To set the record straight on Mendelsohn’s response: I never expressed pity for childless women. Nor would I. The passage in question can be found on pages 276–77 of Shutterbabe. The “multi-page complaint” to which Mendelsohn refers was two and a half pages, and it was both a thank-you letter for the positive review as well as a correction of factual inaccuracies. I recently dug up that letter. Here are a few condensed highlights: “Let me start off by saying thank you. Thank you for taking the time to read my book, for putting your thoughts to paper both eloquently and with great humor, for the many compliments, for your appreciation of my attitudes about sex and freedom. Let me also say that while I disagree with what you wrote about the last chapter of the book and, obviously, about my choices as a woman, I can understand from whence such sentiments spring. Family life, kids ain’t for everyone. But if you read the book carefully, I never said it was. Nor did I ever say I traded a career for motherhood.”
Last, there were not multiple other letters. Just one, to the editors of Salon, in which I explained that it was offensive to call an author a stay-at-home mother and that I did not “screw half the foreign press.”
With regard to Reitman’s letter, I’ll let The Nation’s online reader response to her questions stand, with one important caveat: I did not “screw strategically.” I never—ever—used my body or sexuality to gain access to a story. To posit otherwise or, worse, to base one’s argument on this false and damaging premise is the very definition of libel.

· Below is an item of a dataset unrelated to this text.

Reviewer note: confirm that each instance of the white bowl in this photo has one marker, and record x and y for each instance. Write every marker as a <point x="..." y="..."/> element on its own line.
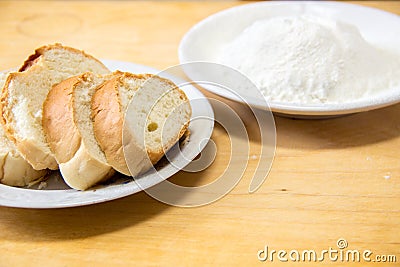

Ironically, though I was worried about the public smearing that might ensue in the wake of the essay’s publication, it was only these two critics, Reitman’s editor at Salon, and their various social media acolytes who went on the offensive. I think it’s useful to share just one of those tweets, since erased by its author. I keep a screenshot of it on my desktop, a daily reminder of the ingenious ways we shame a woman’s voice into silence: “amen to broken records. I know Holocaust survivors who complain less than you, Deb. Genug!” For those not versed in German or Yiddish, that last word means “enough.”